Now, if you were at this party, what song would you expect them to put on? My money was hands-down Fleet Foxes, or Sufjan Stevens, or any other like-sounded melodic indie rock. (woot. woot.) Heck, even Vampire Weekend would have been appropriate. And then Jay Z's "99 Problems But a Bitch Ain't One" came on. To say the least, we were not ready for it. It caused me to ask myself, "what did these people know about 99 problems?" Even though a definite part of my high school experience involved friends and I driving around town and listening to the Black album (or the DJ Danger Mouse's version, the Grey album- so good). it's not that I can really relate to the music, not really. Problems? My worst problems lately are the existential angst that comes from attempting to seek out my life calling and that my iPod broke. Poor little rich kids. Gots an education, gots career problems, gots lots of taxes, why doesn't anybody understand me! But I guess that wouldn't make a very good rap song. Too MV and Tea Partay.

The most interesting part, for me, was that people didn't really react to the music. It was as though any ol' song could be playing, when in fact Jay Z was explaining in lyrical prose how the police racially profiled him on the highway and suspected him of drug cartel. Jay Z does make great music. And music should be able to be appreciated by everyone, because music at its truest form is made for entertainment. It was just unexpected for the setting, s'all.

My friend Weber nearly lost it. And then, when L'il Jon and the East Side Boyz came on at the party with their seminal hit "Get Low" we decided we had to go. We were dancing to the music, singing along to the lyrics, and, for whatever reason, not jiving with the crowd that night. No one even yelled the lyrics. You can't play "Get low" and not yell the lyrics. (TO THE WALLS.)

Music is an outlet, this much is true. Rap seems to be a way to act out aggressive and sexual fantasies for many kids that, in all likelihood, will not experience the very things the rap songs are extolling. And what is music if not for entertainment? But I still think having all these kids dance to things like David Guetta ft. Akon's "Sexy B*"(She's nothing like a girl you've ever seen before/ Nothing you can compare to your neighborhood friend*/ I'm tryinna find the words to describe this girl without being disrespectful/ Damn Girl, Damn, you's a sexy b*.") is hilarious. Especially if they are wearing a Northface.

*Thank you to TIP, for knowing more than a tour guide, and to Matt for grammer correxshuns.

1 comment:

  1. Firstly, some editorial nagging...

    It was French Stewart and not Burt Reynolds who came up with the brilliant numeric contraction of Threeve (not to mention his bold wager of "Texas with a dollar sign"). I know it seems nitpicky but that's exactly the kind of thing some arrogant thirteen year-old will berate you for, if this blog ever catches fire (never know...)

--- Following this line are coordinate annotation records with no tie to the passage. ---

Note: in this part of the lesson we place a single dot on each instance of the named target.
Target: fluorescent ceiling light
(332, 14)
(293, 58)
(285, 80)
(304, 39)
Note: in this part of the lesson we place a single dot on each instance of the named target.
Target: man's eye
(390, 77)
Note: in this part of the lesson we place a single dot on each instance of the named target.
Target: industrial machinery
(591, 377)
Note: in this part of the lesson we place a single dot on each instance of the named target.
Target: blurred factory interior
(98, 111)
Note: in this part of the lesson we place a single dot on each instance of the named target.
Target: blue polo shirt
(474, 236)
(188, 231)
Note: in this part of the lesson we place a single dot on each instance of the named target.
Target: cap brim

    Also, I believe the line "What you drinkin' on?" isn't posed so much to know what kind of vehicle that questioned individual is using to consume their beverage(i.e. shot glass, bottle, tom collings, etc.) but rather what specific brand of alchohol that said person is sippin' on. While this observation might vindicate LMFAO for that singular lyric, it certainly in no way validates their god-awful excuse for a "club-banger".

    Other than these minute issues, you're brilliant. Keep up the steady shootin' soldier.